By Park Si-soo
Staff Reporter
Prosecutors are investigating whether TV program directors received casino chips worth millions of won from an entertainment company in bribes.
The Seoul Central District Prosecutors' Office Tuesday said it recently raided Kangwon Land, the only casino open to locals, to seize documents and other data.
Its investigation into allegations that the directors received casino chips came days after they were tipped off that some program directors were offered shares of the entertainment company, Fantom Entertainment, via borrowed-name bank accounts.
``We found some suspicious share transfers between producers and company managers,'' a prosecutor said.
The prosecution launched an investigation early this month into some 40 program directors including some chief directors at the three major broadcasters ㅡ KBS, MBC and SBS ㅡ for allegedly taking bribes from the entertainment company. Some of them have been banned from leaving the country.

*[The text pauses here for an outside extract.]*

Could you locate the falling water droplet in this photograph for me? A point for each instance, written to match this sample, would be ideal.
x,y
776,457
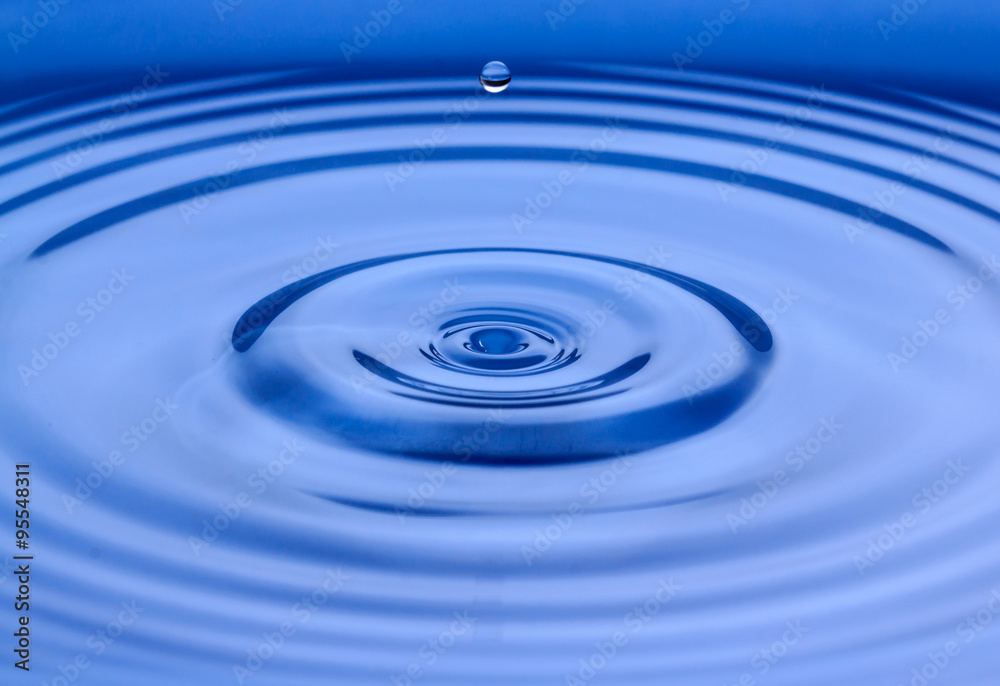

The probe is part of prosecutors' investigation into MBC's ``PD Notebook,'' which allegedly distorted and exaggerated the risks of U.S. beef in a series of programs.
It plans to summon and question them over the alleged bribery in exchange for giving favors to entertainers of the company.
According to the prosecution, in 2005, Fantom Entertainment offered producers some 800,000 shares in exchange for favoring their entertainers. The company's initial stock worth of 300 won climbed to 43,000 won in just one year and the producers in question allegedly reaped huge gains.
The entertainment agency, founded in 2005, became one of the country's top three entertainment companies. But it was implicated in a stock price manipulation scandal in 2006, putting its chairman behind bars.
The investigation prompted a strong protest from TV producers especially those at MBC. ``It's aimed to tame producers and thereby broadcasting companies as a whole,'' the MBC association's leader Kim Young-hee said.